Discussion in 'Multistrada' started by MJW61, Jan 20, 2014.

  1. Well, all finished. Not had a chance to test them yet as the bike has no MOT or tax, but I'm riding it to the MOT station on Thurs or Fri so will see what they're like then. It's quite a bit of work to do the conversion and you need to be handy with the spanners but on looks alone it's worth it!!
     
  2. Photos will be the proof! lol ;-)
     
  3. ...and so it's not all beer and skittles after taking it one step further....

    I fitted OZ Racing Magnesium rims 3 weeks ago. All the good braking gear swapped across course. Riding it back from the dealers and gave the picks a good squeeze - shuddering something epic braking form speed! Jesus that's not right.
    Did it again, same result. Not enough to throw you off but she was NOT happy. Repeated over and over on the way home up the Motorway (Expressway here) and slightly reduced the shuddering.

    Improved somewhat as I gave then a mullering on the way home. Then rolling to a stop using the front, which is highly unusual for me as I've got the Uber back stopper.....fark fark FARK...pulsing. Noooo...pulsing, noooo.

    I could have freaking wept. Had the run out checked last weekend and they are not warped thank God. My spanner man is at a loss except to give em heaps and maybe they will improve. Me? I'm gonna give the rotors a good scrubbing (dry) with the green pot scourers. Maybe there's some pad residue on the rotors and there's a micro high & low spot on the rotors.

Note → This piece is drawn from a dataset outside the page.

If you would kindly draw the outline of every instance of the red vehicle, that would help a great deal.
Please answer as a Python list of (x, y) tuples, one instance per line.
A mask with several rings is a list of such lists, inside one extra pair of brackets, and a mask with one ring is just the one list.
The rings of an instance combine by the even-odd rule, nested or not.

    Be that as it may, they still work like beasts.

    Any opinions / advice much appreciated.
     
  4. I'd go with residue/whatnot on the discs. The lighter wheels will have made the symptoms worse as there's less rotational force to counter it.

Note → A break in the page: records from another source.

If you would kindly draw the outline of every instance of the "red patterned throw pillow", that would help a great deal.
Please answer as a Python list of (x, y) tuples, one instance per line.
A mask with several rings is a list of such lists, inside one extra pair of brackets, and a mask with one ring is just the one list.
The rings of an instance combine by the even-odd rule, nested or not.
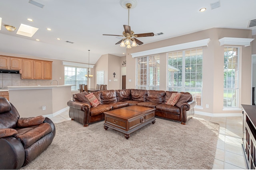
[(166, 104), (173, 106), (174, 106), (179, 100), (180, 96), (181, 96), (181, 94), (180, 93), (173, 93)]
[(89, 94), (86, 95), (85, 97), (88, 100), (92, 107), (96, 107), (100, 104), (100, 102), (93, 93), (90, 93)]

    Wouldn't mind a set of the OZs myself, but all mods are on hold until after the Monster 12 demo ride.
     
  5. Doodle, my thoughts exactly. I've been wracking my brain about this as the the brakes were sensational on the original rims.
    I'd been thinking that the greater rotational mass of the standard rims may have "masked" any of the weirdness I'd spoken of above - the OZ Mags' are freakishly light, so any anomalies would (are) transmitted / magnified big time..I hope/guess.

    I'll weigh the OEM rims on the weekend. The OZ Rcing front is 2.674kgs.

    I'll hit the rotors with the scourers this weekend and give them a right seeing to - being iron, they'd be more likely to accumulate residue than stainless. I think.

    Ah yes the M1200. Hope you've got tiny feet ;-)
     
  6. Two things to check / consider:

    Are the discs fitted on the correct sides (this. Can affect grab, especially if using discs with offset bobbin mounts like the )
    Are the discs correctly seated onto the rim ( if it's not then you can get serious run out even though the disc is fine)

    So if you spin the wheel with the bike on tne stand, does it spin Freely ?
    If you apply a bit of lever pressure, do the pads evenly contact all the way around, and is there an area of greater resistance ?

    Chances are, if they were fine before, something is not fitted quite right. This could be something as basic as the callipers being bolted up slightly askew.

    Hope you get it sorted mate.
     
    • Like Like x 1
  7. Size 10. That said, I find the foot controls on the MTS are a little too long for my liking...used to stumpy rearsets.
     
  8. JW, checked all (most) of your suggestions and all checks out ok. My superb mechanic did that. He felt bad about it too so took some ownership of this but fit & runout checked ok.

    What we/he didn't check was spinning the front 'free' and checking brake / rotors for pad residue or buildup.

    From everything I've read, nearly all the symptoms mine shows points to pad crud on the rotors. So the wife has kindly furnished me with green scourers for the task tomorrow and with the words; get scrubbing!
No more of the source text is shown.